La France est l'un des pays qui a produit le plus de vidéos selon les nantais Julie Fersing et Loïc Fontaine à l'initiative du clip Happy et du site qui lui est dédié.  Les enquêtes menées par les sociologues Cécile Van de Velde et Camille Peugny nous livrent un autoportrait de la jeunesse française alarmant. Dans un article du monde.fr , "interrogés sur leur devenir personnel, les jeunes répondants sont près des deux tiers à se déclarerplutôt ou très optimistes. En revanche, le regard qu'ils portent sur le destin de leur génération est extrêmement sombre. Vingt ans n'est pas le plus bel âge de la vie, pensent-ils majoritairement (à 51 %). Les mots-clés librement choisis pour définir leur génération sont édifiants : "sacrifiée", "perdue". Et encore (après "Y", "Internet", "connectée"), "désabusée", "désenchantée", "galère"
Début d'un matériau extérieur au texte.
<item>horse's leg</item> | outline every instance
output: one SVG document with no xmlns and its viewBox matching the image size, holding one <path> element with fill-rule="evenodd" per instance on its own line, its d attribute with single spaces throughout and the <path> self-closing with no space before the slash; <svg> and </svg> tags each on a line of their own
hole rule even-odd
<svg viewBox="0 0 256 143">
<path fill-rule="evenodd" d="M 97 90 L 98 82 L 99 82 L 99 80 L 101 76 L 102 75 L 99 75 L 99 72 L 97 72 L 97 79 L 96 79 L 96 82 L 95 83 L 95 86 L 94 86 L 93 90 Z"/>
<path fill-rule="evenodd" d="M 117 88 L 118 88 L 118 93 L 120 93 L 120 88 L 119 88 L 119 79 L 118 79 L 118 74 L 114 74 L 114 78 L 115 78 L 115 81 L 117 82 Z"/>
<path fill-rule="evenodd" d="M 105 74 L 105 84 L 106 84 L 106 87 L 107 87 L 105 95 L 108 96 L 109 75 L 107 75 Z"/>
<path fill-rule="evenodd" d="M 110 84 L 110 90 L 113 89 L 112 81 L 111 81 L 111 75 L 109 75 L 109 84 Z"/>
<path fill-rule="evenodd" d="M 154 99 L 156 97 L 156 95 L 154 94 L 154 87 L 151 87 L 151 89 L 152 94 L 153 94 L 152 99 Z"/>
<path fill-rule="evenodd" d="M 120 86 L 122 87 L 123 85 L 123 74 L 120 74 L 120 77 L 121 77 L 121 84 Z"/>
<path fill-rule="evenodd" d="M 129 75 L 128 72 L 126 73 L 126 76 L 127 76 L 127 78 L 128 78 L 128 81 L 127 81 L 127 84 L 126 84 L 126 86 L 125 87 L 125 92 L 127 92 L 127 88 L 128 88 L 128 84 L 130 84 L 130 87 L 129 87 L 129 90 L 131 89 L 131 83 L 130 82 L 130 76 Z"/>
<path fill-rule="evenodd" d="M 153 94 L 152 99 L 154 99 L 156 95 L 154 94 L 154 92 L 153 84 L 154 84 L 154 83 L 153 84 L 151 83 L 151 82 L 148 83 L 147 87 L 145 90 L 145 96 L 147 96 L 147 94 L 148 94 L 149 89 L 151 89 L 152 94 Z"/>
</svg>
La génération "Happy"  en France affiche un optimisme modéré qui masque la réalité d'une peur d'un avenir assombri par la crise économique, sociale et culturelle puis d'une montée des populismes que n'ont pas connu leurs aînés.

Le phénomène est-il le même aux Etat-Unis ? 

Le mouvement s'est quelque peu tarit en Europe mais d'autres parties du globe comme les Etats-Unis, pays d'origine de la chanson, ont pris le relais. Toutefois le phénomène est moins significatif outre-atlantique qu'en Chine ou dans les pays du Maghreb.

En période de crise, la culture populaire peut-elle jouer un rôle d’exutoire ? 

La culture populaire se nourrit de la crise. Elle apparaît désormais dans les industries culturelles et créatives comme la musique, le cinéma, la littérature, les séries télévisées ainsi que dans les films d'animation pour enfants. Pour reprendre les propos de David Niyonzima, expert au sein du Trauma Healing and Reconciliation Services (THARS),

"Quand les gens chantent, livrent des contes… ils extériorisent leur vécu. C’est une façon de dire la vérité sans blesser personne. Et cela permet de connaître la vérité sur le passé. Si c’est bien organisé, tout ce qui est culturel joue un rôle important dans la réconciliation."

La culture populaire, en plus de jouer son rôle d'exutoire, propose des solutions alternatives à la crise économique,  en adressant par ses oeuvres un message aux politiques qu'elle juge responsables du sort des citoyens.